L’instruction du peuple est donc à la fois le but et la nécessité du gouvernement représentatif ; bien plus elle en est la vie. Aussi, depuis vingt ans, l’éducation primaire et secondaire a-t-elle été l’objet des sollicitudes de tous les hommes du pouvoir qui avaient une pensée d’avenir. Ceux-là voyaient bien que des institutions nouvelles appelaient un peuple nouveau, et que, puisque ces institutions fondaient des droits, elles devaient imposer des devoirs ; mais comment en instruire les masses ? comment leur donner à la fois la pensée et la morale, la puissance et la lumière, la souveraineté et la justice ? C’est là le point principal, et c’est précisément le point oublié. Nous instruisons le peuple comme Condillac instruisait sa statue, en lui présentant des images et des sons. Toutes les idées lui viennent du dehors, comme aux animaux les plus vils, et nous oublions d’aller chercher au dedans l’être moral, l’être infini que Dieu y a placé !

Or, ce grand travail de la régénération des peuples par les éléments matériels de la science, dégagés de toute idée morale et religieuse, doit un jour produire ses résultats.
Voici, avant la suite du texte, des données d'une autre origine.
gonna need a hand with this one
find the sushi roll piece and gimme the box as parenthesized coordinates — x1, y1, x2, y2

Quels seront-ils ? Question grave que tout le monde s’adresse et à laquelle personne n’ose répondre. On se préoccupe du besoin d’instruire la foule, et l’on ferme les yeux sur les suites nécessaires de la mauvaise instruction qu’on lui donne. Et cependant ce seul fait de l’instruction d’un peuple est une des plus puissantes révolutions qui se soient encore vues sur la terre : des derniers rangs de la société, des profondeurs de ses abjections et de ses misères, va sortir une nation nouvelle, envieuse, ambitieuse, sans prochain et sans Dieu ; une nation enflée de cette demi-science de raisonnements à vide, que Bacon trouvait plus dangereuse que l’ignorance et la barbarie. Ce n’est pas tout encore ; au-dessus de ce chaos populaire, apparaît une jeunesse turbulente, sans principes, habituée dans les colléges aux idées grecques et romaines, et s’inoculant dans les cabinets littéraires les idées américaines ; une jeunesse pleine de présomption, mêlant tout, brouillant tout ; haïssant le despotisme et regrettant l’épée de Bonaparte ; réhabilitant Robespierre par les arguments de M. de Maistre sur l’excellence du bourreau ; prenant la guillotine pour emblème, Marat pour modèle, l’émeute pour principe, la terreur pour une forme de gouvernement ; plongée enfin dans la théorie de l’assassinat jusqu’au point de ne plus le distinguer de la vertu, et se croyant propre à gouverner le monde parce qu’elle ne reculerait devant aucune des extrémités du crime ! Et en traçant ce tableau nous ne mentons pas, nous ne calomnions pas, nous reproduisons des maximes, nous recueillons des discours, nous disons ce que tout le monde peut lire dans des journaux, dans des libelles publiés en haine de toute autorité ; nous ne faisons pas une satire, nous écrivons l’histoire !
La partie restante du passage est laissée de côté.